Видимо из-за недоступности содержания, я увлёкся формой. То есть, пластинки я собираю примерно так, как филателисты собирают марки. Для меня оригинальный конверт имеет не меньшую ценность, чем вложенная в него пластинка. За многие годы я приобрёл некоторую известность среди подобных мне любителей, а их не так уж и мало. В связи с этим увлечением я поневоле стал музыкальным эрудитом. В моей памяти отложились имена авторов и исполнителей многих лет, а также их произведения. Всё это создало мне славу авторитетного меломана. Да, на слух я легко отличаю романс от баллады, Моцарта от Дебюсси, «Смоки» от «Бич Бойз», но досуг предпочитаю проводить в тишине.

Однако врать не буду. Я всё-таки не полный эстетический ноль в музыке. Есть произведения, в основном лёгкого жанра, и исполнители, которые мне нравятся. Правда, есть подозрение, что приятны они моему слуху не сами по себе, а по ассоциации. Ну, вот, представьте – приглашаешь девушку в кино и в полутьме зала как бы смотришь его. А потом как бы невзначай берёшь девушку за руку и гладишь её. Девушка от волнения деревенеет, и это волнение передаётся тебе. Выпучив глаза на экран, она сопит, но руки не отнимает, что без слов говорит о многом. Ногу, которую ты начинаешь поглаживать, она тоже не отдёргивает, что говорит о многом ещё больше.

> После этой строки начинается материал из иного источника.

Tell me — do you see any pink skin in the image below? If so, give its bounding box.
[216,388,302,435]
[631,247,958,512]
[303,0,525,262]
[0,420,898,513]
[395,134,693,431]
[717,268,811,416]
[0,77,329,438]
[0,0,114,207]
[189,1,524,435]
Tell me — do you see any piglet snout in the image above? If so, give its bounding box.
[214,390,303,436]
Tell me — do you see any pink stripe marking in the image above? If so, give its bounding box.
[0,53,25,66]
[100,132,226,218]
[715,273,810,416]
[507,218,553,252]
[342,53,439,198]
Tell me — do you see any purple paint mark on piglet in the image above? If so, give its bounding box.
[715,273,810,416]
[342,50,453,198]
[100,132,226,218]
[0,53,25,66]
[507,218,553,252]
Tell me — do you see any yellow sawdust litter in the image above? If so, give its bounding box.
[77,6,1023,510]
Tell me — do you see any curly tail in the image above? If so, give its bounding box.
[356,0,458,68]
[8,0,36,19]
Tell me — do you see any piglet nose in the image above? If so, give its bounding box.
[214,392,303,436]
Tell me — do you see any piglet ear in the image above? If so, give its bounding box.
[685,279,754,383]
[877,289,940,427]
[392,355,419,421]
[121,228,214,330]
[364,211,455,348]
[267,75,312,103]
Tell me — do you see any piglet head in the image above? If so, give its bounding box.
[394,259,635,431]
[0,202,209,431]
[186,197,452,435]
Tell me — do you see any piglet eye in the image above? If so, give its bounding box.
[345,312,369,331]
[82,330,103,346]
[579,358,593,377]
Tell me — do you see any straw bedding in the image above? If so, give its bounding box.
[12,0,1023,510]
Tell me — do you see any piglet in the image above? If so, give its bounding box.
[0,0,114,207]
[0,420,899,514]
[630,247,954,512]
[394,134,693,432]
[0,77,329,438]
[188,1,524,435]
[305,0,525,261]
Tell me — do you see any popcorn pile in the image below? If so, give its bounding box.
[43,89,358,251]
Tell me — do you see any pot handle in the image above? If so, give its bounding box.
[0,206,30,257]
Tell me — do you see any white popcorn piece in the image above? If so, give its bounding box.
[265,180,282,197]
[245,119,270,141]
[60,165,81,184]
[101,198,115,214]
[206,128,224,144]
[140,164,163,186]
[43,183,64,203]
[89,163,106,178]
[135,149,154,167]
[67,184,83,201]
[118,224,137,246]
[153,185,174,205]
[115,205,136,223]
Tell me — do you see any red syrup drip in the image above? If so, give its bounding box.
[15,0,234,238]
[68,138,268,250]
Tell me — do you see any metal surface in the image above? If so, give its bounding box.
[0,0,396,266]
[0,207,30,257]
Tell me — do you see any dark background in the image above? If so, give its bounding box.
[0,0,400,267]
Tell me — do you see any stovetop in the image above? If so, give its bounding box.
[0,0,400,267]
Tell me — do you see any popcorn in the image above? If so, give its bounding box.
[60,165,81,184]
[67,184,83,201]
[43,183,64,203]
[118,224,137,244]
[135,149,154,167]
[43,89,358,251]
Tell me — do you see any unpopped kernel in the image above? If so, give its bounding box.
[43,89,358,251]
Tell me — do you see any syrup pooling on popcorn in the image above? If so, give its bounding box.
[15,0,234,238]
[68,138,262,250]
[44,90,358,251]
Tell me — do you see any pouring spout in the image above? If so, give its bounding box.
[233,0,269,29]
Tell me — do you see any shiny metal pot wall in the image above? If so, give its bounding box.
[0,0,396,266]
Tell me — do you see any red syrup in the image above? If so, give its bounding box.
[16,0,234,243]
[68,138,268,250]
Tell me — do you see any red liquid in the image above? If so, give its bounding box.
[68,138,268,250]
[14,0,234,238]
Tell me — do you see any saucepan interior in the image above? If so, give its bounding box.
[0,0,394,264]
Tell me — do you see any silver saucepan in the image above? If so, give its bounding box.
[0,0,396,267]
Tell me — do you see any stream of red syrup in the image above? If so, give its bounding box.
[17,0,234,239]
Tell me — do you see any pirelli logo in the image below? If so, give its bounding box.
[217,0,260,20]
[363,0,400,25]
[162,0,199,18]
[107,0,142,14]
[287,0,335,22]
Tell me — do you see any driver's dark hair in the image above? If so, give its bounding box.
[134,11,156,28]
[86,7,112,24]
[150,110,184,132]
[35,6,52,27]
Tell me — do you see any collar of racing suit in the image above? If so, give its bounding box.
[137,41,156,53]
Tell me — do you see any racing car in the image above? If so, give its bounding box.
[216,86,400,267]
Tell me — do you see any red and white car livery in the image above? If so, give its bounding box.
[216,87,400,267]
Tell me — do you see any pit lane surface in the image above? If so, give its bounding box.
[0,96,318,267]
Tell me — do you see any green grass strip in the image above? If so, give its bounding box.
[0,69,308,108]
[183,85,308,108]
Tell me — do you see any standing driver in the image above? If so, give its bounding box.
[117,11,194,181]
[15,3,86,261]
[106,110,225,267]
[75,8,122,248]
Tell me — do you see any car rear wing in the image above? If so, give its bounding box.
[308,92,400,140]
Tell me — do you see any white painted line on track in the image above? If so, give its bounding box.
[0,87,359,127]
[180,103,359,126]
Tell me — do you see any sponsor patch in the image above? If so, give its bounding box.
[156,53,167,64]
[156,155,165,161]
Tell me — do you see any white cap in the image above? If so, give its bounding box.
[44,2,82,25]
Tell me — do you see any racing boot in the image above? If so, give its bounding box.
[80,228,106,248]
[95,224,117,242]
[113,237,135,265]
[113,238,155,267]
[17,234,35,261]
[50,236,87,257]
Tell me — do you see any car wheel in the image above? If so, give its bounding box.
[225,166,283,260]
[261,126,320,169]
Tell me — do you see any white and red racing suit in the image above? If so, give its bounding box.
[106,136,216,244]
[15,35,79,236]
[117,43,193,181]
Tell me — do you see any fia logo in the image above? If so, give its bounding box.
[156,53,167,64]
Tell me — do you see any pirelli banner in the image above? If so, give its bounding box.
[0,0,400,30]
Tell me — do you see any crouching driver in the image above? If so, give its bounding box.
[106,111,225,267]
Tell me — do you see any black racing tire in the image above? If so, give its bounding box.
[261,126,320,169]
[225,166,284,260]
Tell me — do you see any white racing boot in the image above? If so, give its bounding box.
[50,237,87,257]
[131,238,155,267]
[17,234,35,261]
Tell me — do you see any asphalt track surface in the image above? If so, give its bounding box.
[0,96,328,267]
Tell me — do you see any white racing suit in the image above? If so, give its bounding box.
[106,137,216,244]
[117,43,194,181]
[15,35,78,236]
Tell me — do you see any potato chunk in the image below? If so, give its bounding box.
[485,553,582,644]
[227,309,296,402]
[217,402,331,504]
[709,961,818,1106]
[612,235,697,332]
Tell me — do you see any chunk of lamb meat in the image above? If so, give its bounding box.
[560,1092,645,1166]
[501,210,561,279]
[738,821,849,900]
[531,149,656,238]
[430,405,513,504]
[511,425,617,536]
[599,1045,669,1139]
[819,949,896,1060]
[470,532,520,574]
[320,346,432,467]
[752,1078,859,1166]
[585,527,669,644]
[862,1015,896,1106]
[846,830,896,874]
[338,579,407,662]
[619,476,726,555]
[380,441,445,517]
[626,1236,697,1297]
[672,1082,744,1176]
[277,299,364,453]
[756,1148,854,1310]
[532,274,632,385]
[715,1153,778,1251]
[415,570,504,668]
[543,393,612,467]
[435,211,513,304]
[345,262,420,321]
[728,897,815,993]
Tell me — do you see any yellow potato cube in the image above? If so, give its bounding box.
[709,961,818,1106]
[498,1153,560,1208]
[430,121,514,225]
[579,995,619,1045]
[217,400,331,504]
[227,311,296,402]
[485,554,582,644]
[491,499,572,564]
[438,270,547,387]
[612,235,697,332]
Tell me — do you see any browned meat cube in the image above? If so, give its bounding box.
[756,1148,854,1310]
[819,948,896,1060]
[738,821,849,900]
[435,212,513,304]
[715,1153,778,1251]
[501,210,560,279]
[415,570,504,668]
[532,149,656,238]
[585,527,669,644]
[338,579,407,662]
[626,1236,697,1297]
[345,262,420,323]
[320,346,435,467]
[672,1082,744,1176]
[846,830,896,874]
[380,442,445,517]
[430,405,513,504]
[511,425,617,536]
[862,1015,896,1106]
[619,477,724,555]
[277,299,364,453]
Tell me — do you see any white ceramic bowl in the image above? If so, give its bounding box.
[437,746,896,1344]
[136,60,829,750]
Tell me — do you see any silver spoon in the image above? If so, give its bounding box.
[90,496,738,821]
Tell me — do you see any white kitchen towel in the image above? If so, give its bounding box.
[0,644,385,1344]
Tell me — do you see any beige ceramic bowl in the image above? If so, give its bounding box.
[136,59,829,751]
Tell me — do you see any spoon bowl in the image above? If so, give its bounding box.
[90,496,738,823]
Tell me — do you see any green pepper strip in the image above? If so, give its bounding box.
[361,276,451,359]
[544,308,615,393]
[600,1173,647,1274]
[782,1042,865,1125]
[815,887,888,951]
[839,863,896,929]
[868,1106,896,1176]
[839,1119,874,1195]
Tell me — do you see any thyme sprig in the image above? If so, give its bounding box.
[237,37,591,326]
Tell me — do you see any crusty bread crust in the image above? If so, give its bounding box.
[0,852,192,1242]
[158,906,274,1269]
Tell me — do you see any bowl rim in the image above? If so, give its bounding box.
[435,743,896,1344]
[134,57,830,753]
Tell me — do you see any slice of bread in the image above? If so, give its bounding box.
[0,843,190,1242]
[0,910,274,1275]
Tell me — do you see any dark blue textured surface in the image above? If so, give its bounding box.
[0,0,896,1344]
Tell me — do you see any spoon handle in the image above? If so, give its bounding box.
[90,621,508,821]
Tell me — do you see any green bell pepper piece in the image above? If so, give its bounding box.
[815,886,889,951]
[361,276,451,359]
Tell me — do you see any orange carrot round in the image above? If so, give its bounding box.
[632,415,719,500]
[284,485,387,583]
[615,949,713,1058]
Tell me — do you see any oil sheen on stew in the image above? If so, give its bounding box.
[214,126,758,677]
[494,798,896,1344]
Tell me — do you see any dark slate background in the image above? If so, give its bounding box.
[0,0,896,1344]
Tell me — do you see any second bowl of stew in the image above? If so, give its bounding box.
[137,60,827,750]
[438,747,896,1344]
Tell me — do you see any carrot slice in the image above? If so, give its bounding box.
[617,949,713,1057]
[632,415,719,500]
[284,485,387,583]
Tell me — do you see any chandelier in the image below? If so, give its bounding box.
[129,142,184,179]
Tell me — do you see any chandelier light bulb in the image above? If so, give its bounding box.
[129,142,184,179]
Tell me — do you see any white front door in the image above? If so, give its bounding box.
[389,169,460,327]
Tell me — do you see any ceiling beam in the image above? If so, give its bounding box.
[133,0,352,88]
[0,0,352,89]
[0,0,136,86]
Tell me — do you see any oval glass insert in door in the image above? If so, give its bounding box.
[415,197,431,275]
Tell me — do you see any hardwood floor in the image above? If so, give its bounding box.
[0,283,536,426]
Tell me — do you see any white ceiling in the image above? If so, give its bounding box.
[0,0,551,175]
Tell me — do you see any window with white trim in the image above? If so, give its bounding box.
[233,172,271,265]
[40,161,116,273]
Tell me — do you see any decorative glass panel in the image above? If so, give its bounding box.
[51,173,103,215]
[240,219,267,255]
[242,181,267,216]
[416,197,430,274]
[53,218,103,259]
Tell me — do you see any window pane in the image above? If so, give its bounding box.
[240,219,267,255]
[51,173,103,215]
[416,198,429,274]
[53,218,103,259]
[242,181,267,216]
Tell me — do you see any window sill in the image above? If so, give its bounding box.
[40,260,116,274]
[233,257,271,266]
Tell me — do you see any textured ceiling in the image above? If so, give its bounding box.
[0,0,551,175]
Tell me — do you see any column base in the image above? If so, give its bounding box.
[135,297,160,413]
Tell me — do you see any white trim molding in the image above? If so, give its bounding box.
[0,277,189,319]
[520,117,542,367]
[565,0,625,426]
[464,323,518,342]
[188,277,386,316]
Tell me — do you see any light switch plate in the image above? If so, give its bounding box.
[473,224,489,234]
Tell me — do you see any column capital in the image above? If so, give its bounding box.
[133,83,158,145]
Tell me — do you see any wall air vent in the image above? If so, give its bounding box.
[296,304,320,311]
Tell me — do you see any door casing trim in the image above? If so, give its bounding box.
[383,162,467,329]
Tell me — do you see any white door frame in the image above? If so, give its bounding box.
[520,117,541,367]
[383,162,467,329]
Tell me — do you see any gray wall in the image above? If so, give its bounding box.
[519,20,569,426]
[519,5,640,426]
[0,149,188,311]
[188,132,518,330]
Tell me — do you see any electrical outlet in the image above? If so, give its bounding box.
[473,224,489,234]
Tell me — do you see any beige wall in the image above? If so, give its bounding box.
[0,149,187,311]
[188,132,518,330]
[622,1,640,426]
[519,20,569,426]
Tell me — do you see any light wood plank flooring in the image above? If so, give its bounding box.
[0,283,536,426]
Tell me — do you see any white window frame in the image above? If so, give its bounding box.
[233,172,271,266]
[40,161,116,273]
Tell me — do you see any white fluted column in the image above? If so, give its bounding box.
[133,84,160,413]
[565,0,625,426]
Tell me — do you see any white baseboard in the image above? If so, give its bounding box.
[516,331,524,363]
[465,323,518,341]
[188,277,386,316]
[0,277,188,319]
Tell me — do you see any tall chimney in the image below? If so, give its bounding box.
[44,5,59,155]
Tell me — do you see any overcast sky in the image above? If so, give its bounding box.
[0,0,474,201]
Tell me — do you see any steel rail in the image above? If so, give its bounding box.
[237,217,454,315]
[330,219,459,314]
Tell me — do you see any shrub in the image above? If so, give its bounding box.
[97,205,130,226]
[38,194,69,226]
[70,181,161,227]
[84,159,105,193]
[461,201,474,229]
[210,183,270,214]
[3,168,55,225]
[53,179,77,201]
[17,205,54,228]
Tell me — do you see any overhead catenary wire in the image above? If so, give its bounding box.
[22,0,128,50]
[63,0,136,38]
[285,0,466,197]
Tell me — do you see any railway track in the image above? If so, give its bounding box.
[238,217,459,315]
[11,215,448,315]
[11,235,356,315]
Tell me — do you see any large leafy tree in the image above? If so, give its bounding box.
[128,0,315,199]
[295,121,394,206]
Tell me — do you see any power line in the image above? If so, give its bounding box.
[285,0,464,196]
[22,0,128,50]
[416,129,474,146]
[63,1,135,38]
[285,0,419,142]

А в это время с экрана звучит песенка о медведях с глупейшим текстом.

Пройдёт время, лицо и имя девушки могут забыться, но память чувств сохранится, а песня, даже случайно связанная с этими чувствами, всегда будет звучать приятно для души.

Или, скажем, иной вариант. Все танцуют под модный шлягер, а в кустах, возле танцплощадки вам в это время бьют морду по полной программе. Вряд ли в будущем этот шлягер войдёт в число ваших любимых произведений. Скорее, наоборот.

Мой моральный облик возник из разных источников. Нравственные принципы сложились под влиянием улично-полузековских понятий, наставлений учителей, прочитанных книг, увещеваний бабушки Фроси и христианских заповедей, которыми меня потчевала бабушка Нюра, сестра бабушки Фроси. Она была грамотна и имела немало священных книг. Под её началом я выучил церковнославянский и некоторые тексты из Евангелия, а также, с её подачи, чуть ли не до шестого класса верил в бога и посещал церковь.